Linear Neural Networks with cross-entropy loss. This is a simple 11 layer model that uses 5 linear layers and 6 non-linear activation layers to solve this multi-classification task. It had a training accuracy of 87.9%, and a test accuracy of actually 88.1%. Very consistent performance, especially given that it was only trained over 3 epochs (roughly a minute run-time on a 2021 MacBook Pro).

We then chose to include both of these models into our application, and also implemented GUI (which was very non-trivial - we received extensive help from the mentors in our selection of PyQt as our ultimate platform for coding the GUI).

Challenges we ran into

Big Data! Our dataset initially was nearly 6 GB unzipped, and it was very difficult to work with, even with traditional tools like Excel. We ended up having to use juypter notebooks, combined with the power of pandas to select roughly a million entries, and make it more manageable. If the data had been too much bigger, it’s entirely possible the difficulty of working wit the data would increase to the point we would have to turn to a more powerful computer to work with it.

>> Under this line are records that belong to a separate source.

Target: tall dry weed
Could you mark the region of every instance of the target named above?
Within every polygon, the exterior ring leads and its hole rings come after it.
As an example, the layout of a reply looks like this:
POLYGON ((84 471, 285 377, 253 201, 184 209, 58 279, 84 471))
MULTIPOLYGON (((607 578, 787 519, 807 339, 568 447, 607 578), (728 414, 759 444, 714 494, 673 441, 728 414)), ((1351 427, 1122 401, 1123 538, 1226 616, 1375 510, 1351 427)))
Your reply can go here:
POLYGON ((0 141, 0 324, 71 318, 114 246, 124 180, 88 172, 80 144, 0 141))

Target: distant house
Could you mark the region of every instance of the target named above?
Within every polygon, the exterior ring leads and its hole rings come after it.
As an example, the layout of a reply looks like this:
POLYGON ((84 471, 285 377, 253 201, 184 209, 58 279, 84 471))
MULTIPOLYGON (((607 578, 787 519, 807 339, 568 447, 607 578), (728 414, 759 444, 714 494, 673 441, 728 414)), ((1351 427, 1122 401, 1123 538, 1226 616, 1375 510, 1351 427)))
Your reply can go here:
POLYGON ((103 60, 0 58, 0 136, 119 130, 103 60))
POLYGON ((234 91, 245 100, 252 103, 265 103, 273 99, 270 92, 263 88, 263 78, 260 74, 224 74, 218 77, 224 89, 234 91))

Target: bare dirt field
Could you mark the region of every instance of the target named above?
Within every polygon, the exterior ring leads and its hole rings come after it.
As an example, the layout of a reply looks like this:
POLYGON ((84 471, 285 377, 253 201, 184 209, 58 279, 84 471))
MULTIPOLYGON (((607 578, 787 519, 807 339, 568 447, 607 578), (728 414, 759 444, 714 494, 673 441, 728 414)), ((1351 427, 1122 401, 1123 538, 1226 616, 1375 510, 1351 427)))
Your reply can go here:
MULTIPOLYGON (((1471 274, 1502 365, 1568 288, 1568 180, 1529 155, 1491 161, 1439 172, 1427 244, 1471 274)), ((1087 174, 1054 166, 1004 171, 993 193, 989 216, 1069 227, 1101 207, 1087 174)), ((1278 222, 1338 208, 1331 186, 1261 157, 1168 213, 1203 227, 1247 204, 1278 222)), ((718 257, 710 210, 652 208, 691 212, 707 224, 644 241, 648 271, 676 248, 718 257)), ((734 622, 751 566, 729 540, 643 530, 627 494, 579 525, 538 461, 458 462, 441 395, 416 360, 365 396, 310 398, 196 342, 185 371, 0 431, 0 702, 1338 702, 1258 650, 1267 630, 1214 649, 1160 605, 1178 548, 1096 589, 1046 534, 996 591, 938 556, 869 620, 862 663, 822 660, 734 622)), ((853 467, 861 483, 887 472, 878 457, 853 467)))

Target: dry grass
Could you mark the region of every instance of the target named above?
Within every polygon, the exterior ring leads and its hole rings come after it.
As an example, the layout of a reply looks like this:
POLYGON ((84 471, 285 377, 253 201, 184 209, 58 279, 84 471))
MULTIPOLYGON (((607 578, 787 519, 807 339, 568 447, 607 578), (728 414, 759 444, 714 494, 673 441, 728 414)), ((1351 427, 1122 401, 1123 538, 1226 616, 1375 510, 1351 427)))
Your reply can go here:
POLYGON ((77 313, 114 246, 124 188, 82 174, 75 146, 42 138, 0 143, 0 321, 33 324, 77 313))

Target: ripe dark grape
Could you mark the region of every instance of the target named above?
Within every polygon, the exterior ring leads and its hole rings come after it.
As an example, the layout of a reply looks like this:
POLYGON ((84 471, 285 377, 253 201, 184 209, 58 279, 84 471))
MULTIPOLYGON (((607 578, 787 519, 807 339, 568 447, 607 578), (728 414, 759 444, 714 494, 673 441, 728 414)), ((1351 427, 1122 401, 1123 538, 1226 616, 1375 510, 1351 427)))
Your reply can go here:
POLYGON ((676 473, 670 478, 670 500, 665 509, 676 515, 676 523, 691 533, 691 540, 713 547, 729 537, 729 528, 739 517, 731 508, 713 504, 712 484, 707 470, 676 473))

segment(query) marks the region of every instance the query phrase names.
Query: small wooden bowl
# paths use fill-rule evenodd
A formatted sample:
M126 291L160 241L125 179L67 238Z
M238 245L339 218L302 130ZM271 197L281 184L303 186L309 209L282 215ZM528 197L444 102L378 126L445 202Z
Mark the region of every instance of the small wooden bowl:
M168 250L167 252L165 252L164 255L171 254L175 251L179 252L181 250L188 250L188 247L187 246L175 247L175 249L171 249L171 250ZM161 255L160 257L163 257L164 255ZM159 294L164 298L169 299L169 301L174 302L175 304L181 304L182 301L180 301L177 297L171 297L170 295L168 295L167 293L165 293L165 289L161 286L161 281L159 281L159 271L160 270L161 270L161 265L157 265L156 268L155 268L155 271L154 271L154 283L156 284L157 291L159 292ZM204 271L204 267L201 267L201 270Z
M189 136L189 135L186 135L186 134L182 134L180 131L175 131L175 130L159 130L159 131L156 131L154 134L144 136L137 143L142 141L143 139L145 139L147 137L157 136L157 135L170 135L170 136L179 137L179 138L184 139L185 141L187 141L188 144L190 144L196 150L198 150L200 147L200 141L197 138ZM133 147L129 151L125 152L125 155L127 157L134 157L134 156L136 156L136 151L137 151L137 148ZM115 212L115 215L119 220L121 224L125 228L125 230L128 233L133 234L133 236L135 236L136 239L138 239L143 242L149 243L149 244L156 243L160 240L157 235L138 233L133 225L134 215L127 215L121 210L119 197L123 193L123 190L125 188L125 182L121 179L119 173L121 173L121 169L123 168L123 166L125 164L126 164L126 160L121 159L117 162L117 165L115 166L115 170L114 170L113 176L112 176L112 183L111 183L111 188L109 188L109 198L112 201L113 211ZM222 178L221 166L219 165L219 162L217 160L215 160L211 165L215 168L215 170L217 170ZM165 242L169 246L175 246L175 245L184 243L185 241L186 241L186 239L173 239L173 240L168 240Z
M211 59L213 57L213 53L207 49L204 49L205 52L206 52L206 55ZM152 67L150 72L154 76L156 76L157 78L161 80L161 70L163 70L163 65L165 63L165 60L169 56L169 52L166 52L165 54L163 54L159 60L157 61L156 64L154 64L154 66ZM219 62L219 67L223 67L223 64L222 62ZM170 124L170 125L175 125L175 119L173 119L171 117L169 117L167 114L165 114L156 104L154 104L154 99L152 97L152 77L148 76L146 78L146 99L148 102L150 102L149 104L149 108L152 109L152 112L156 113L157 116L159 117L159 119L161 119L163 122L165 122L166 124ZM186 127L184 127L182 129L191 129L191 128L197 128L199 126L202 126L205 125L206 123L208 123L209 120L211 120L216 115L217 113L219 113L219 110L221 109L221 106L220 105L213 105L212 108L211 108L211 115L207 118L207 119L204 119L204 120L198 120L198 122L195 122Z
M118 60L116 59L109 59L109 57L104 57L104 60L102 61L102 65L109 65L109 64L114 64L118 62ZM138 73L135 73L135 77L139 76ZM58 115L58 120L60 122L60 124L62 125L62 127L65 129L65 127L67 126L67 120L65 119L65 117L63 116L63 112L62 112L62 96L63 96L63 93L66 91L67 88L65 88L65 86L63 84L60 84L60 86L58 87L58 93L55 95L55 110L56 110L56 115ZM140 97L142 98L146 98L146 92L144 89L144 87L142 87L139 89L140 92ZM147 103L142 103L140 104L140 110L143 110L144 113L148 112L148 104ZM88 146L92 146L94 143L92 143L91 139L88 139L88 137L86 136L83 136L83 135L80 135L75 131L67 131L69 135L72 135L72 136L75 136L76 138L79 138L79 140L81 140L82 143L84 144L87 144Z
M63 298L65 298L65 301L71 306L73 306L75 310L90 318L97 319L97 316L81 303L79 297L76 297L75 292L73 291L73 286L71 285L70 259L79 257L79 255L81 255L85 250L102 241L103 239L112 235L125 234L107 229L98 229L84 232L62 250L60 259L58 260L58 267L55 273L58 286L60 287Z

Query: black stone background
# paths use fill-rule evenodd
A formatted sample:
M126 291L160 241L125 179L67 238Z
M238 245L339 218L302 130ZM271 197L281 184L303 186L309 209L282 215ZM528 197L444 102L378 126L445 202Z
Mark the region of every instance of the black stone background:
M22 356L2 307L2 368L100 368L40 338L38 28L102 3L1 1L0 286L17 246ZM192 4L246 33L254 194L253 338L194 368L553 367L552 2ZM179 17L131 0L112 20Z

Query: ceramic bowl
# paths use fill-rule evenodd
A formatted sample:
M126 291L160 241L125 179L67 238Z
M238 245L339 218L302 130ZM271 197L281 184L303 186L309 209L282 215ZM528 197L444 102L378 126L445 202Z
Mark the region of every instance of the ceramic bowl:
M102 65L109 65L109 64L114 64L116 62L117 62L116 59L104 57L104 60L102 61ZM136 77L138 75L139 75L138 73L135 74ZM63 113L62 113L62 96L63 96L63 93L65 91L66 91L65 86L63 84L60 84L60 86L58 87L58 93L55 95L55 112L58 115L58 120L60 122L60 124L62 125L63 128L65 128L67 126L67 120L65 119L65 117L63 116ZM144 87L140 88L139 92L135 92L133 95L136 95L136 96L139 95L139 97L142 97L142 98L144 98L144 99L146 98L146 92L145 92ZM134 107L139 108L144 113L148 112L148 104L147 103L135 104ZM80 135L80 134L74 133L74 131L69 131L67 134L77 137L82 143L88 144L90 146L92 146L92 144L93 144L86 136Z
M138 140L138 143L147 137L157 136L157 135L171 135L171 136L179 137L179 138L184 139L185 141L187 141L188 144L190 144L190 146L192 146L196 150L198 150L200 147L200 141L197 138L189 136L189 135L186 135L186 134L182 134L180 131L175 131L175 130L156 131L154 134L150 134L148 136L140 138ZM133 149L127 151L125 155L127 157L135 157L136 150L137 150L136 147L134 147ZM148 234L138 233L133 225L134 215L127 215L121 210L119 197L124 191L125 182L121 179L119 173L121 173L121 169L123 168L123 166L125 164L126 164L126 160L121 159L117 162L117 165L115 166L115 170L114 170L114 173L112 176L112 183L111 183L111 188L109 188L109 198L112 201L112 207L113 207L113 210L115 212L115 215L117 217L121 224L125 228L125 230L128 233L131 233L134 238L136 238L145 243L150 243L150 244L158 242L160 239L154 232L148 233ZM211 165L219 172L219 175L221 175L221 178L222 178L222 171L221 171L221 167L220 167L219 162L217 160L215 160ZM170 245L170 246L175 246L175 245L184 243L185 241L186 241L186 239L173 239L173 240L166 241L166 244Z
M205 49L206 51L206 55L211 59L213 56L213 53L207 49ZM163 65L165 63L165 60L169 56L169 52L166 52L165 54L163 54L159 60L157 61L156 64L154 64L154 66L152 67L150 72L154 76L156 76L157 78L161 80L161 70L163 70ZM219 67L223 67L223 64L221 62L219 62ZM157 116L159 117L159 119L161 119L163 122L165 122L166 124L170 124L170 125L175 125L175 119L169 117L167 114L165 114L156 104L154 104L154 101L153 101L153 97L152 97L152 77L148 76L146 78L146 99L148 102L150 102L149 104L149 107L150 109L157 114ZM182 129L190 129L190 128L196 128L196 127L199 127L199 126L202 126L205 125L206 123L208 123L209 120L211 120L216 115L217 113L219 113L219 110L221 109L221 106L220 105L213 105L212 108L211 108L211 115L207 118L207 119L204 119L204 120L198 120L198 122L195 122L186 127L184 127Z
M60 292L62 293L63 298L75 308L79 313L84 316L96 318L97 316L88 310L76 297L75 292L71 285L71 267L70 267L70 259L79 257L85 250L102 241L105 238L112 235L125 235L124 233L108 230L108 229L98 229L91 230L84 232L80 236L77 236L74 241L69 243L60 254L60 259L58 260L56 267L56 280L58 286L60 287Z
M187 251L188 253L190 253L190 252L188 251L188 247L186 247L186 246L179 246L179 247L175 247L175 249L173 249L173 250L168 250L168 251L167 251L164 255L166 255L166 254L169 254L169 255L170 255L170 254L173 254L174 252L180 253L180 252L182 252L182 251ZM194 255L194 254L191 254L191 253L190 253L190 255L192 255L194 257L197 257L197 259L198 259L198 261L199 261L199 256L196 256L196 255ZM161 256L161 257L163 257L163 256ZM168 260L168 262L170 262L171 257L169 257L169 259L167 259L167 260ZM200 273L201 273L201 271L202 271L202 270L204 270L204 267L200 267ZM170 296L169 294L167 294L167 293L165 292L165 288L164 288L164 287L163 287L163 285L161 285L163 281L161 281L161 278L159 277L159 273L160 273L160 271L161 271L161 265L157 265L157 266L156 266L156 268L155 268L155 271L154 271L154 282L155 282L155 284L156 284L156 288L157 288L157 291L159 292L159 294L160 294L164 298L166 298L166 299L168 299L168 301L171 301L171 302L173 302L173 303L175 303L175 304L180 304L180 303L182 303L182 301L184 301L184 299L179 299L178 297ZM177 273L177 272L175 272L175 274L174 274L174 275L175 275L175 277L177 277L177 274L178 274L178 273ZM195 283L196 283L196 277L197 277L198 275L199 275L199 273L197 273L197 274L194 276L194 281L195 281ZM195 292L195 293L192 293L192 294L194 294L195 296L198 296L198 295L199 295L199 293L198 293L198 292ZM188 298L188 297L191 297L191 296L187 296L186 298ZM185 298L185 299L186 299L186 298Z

Another major issue was regarding the treatment of the distribution of NaN values across all examples. We first considered passing NaNs as zeros, but thought it would make more sense to fit the distribution across the existing values for each individual feature by averaging the existing feature values and passing that in place of all NaNs. There was considerable effort on filling in NaNs with a more systematic approach with Random Forest algorithm but did not have time to complete this implementation.

Accomplishments that we're proud of

I think we are proud of understanding several different models. We managed to operate under high-pressure and tight deadlines. We also managed to learn and work flexibly as a team, which I think was very helpful, especially as we became more and more sleep-deprived as the competition went on.

Regardless of the outcome, we truly appreciate the difficulty, but also usefulness and coolness of data science and machine learning, and its enormous potential to create useful application for others.

What we learned

We learned a lot about Qt front-end development, among other things. For example, we learned that data cleaning is a non-trivial task, and that pandas is a very flexible tool for handling errors we didn’t necessarily expect, like the difficulty of “NaN” cells versus empty cells, and how these situations would have to be edited separately.

We also learned a lot about different types of models, and once again realized the difficulty that goes into truly participating in a hackathon. We also learned of course a lot about models, how they work, how to actually implement them, and just garnered a lot of extra experience.

What's next for Local Life Loans

We plan on continuing the development of our application via optimizing our UI. Notably we would like to be able to fluidly change between available models, add to our model repository. Of course, we would like to do other things like increase model complexity, fine-tune models further, and possibly include more user flexibility on what they must input to get a prediction, and so on and so forth. There are many ways this application can be improved, but we believe the potential is enormous.